6.6 KiB
CPU Features for Nimbus
This document describes the CPU-specific features and compilation flags that significantly improves Nimbus performance.
We focus on x86-64 and ARMv8 (64 bits). Given that the major bottleneck of Nimbus is big integer for cryptography, 64-bit architecture improves elliptic curve cryptography processing by ~2x over 32 bits since we can divide the number of low-level assembly operations by half.
Note: SHA256 isn't improved by 64-bit since it uses 32-bit operations by design
The major bottlenecks that can be improved by CPU specific instructions are:
- Elliptic curve cryptography for BLS12-381
- SHA256 hashing
x86
SSSE3 (Supplemental SSE3)
Intel: Core 2, 2006
AMD: Bulldozer, 2011
Flag: -mssse3
Configuration: https://github.com/supranational/blst/blob/v0.3.4/build/assembly.S#L3-L6
SSSE3 improves SHA256 computations. SHA256 is used recursively to hash all consensus objects and to build a Merkle tree.
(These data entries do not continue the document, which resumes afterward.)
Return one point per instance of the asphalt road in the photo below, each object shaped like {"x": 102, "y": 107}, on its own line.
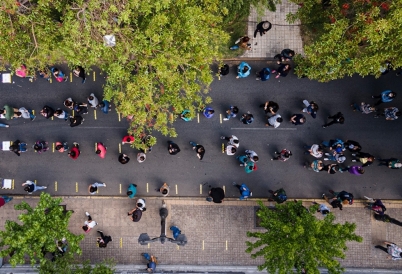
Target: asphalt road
{"x": 188, "y": 176}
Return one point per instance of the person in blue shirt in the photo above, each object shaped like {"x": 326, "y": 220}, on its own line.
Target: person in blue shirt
{"x": 208, "y": 112}
{"x": 244, "y": 191}
{"x": 131, "y": 191}
{"x": 243, "y": 70}
{"x": 385, "y": 97}
{"x": 263, "y": 74}
{"x": 151, "y": 266}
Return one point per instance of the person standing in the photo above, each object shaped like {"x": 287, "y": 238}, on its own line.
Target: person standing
{"x": 199, "y": 149}
{"x": 31, "y": 187}
{"x": 93, "y": 188}
{"x": 74, "y": 151}
{"x": 336, "y": 119}
{"x": 173, "y": 148}
{"x": 131, "y": 191}
{"x": 244, "y": 191}
{"x": 93, "y": 101}
{"x": 385, "y": 97}
{"x": 392, "y": 249}
{"x": 270, "y": 107}
{"x": 124, "y": 159}
{"x": 80, "y": 72}
{"x": 101, "y": 150}
{"x": 141, "y": 157}
{"x": 89, "y": 224}
{"x": 274, "y": 121}
{"x": 231, "y": 113}
{"x": 243, "y": 70}
{"x": 391, "y": 163}
{"x": 247, "y": 118}
{"x": 311, "y": 108}
{"x": 103, "y": 240}
{"x": 298, "y": 119}
{"x": 262, "y": 28}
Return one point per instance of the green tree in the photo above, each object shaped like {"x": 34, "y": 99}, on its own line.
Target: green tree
{"x": 345, "y": 37}
{"x": 294, "y": 237}
{"x": 37, "y": 231}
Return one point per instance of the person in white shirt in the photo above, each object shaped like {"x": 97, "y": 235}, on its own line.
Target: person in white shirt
{"x": 274, "y": 121}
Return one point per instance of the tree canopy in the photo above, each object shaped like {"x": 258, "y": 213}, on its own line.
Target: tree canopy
{"x": 294, "y": 237}
{"x": 345, "y": 37}
{"x": 37, "y": 231}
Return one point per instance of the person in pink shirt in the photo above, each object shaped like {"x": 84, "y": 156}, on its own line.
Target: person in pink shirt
{"x": 101, "y": 150}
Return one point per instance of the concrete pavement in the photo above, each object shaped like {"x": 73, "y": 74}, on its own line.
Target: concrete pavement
{"x": 216, "y": 233}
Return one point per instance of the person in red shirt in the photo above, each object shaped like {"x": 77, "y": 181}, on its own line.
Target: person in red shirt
{"x": 74, "y": 151}
{"x": 128, "y": 139}
{"x": 101, "y": 150}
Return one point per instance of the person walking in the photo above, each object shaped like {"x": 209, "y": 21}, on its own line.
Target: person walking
{"x": 199, "y": 149}
{"x": 26, "y": 113}
{"x": 18, "y": 147}
{"x": 31, "y": 187}
{"x": 392, "y": 249}
{"x": 262, "y": 28}
{"x": 74, "y": 151}
{"x": 40, "y": 146}
{"x": 270, "y": 107}
{"x": 243, "y": 70}
{"x": 164, "y": 189}
{"x": 131, "y": 191}
{"x": 247, "y": 118}
{"x": 391, "y": 113}
{"x": 208, "y": 112}
{"x": 151, "y": 265}
{"x": 283, "y": 156}
{"x": 365, "y": 158}
{"x": 263, "y": 74}
{"x": 93, "y": 101}
{"x": 298, "y": 119}
{"x": 283, "y": 70}
{"x": 274, "y": 121}
{"x": 93, "y": 188}
{"x": 89, "y": 224}
{"x": 385, "y": 97}
{"x": 173, "y": 148}
{"x": 244, "y": 191}
{"x": 315, "y": 150}
{"x": 231, "y": 113}
{"x": 336, "y": 119}
{"x": 124, "y": 159}
{"x": 103, "y": 240}
{"x": 141, "y": 157}
{"x": 391, "y": 163}
{"x": 101, "y": 150}
{"x": 76, "y": 120}
{"x": 363, "y": 108}
{"x": 233, "y": 140}
{"x": 216, "y": 195}
{"x": 285, "y": 56}
{"x": 278, "y": 196}
{"x": 80, "y": 72}
{"x": 311, "y": 108}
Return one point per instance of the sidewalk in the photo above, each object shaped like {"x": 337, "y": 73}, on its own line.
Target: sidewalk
{"x": 281, "y": 36}
{"x": 216, "y": 233}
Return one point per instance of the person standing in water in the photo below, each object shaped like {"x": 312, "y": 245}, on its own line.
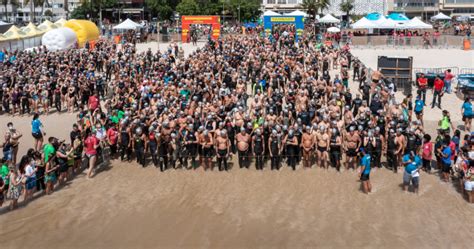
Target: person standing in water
{"x": 364, "y": 174}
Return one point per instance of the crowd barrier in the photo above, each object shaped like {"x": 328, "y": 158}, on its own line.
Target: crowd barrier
{"x": 22, "y": 44}
{"x": 406, "y": 42}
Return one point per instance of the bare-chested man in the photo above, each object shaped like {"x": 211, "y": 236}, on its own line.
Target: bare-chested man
{"x": 401, "y": 143}
{"x": 222, "y": 149}
{"x": 206, "y": 141}
{"x": 243, "y": 144}
{"x": 307, "y": 144}
{"x": 351, "y": 146}
{"x": 322, "y": 140}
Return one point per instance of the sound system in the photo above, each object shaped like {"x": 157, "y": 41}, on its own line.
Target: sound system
{"x": 398, "y": 69}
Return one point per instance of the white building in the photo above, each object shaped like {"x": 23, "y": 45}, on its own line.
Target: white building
{"x": 360, "y": 6}
{"x": 22, "y": 12}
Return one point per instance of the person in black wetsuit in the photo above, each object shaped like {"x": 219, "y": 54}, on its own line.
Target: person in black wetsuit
{"x": 125, "y": 142}
{"x": 392, "y": 159}
{"x": 377, "y": 152}
{"x": 190, "y": 142}
{"x": 274, "y": 144}
{"x": 153, "y": 146}
{"x": 335, "y": 143}
{"x": 291, "y": 143}
{"x": 139, "y": 144}
{"x": 258, "y": 146}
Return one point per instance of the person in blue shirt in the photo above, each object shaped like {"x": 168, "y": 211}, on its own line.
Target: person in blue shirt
{"x": 411, "y": 174}
{"x": 446, "y": 153}
{"x": 36, "y": 131}
{"x": 419, "y": 104}
{"x": 365, "y": 171}
{"x": 466, "y": 110}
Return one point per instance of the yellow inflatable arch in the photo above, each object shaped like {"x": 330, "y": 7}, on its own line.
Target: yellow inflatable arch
{"x": 84, "y": 29}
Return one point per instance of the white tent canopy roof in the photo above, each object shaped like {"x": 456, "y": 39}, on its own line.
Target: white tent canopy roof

Thanks to caching, SHA256 computation speed is mostly relevant only when receiving new blocks and attestations from the network, but state transitions do not depend on it (unlike a naive spec implementation).
SSSE3 must not be confused with SSE3 from Pentium 3 (2004) and Athlon 64 (2005)
git clone https://github.com/status-im/nim-blscurve
cd nim-blscurve
git submodule update --init
nim c -r -d:danger --passC:"-D__BLST_PORTABLE__" --outdir:build benchmarks/bench_sha256.nim
nim c -r -d:danger --outdir:build benchmarks/bench_sha256.nim
Due to tree hashing, hashing 32 bytes is the most important benchmark.
Without SSSE3
Backend: BLST, mode: 64-bit
==================================================================================
SHA256 - 32B - BLST 4524886.878 ops/s 221 ns/op 660 cycles
SHA256 - 128B - BLST 1776198.934 ops/s 563 ns/op 1689 cycles
SHA256 - 5MB - BLST 70.723 ops/s 14139678 ns/op 42419720 cycles
With SSSE3
Backend: BLST, mode: 64-bit
==================================================================================
SHA256 - 32B - BLST 5376344.086 ops/s 186 ns/op 555 cycles
SHA256 - 128B - BLST 2183406.114 ops/s 458 ns/op 1376 cycles
SHA256 - 5MB - BLST 87.142 ops/s 11475557 ns/op 34427254 cycles
BMI2 & ADX
Intel: Broadwell, 2015
AMD: Ryzen, 2017
Configuration: https://github.com/supranational/blst/blob/v0.3.4/build/assembly.S#L18
The MULX instruction (BMI2), ADCX and ADOX (ADX) significantly improves big integer multiplication and squaring. The speedup is about 20~25% depending on the custom assembly implementation.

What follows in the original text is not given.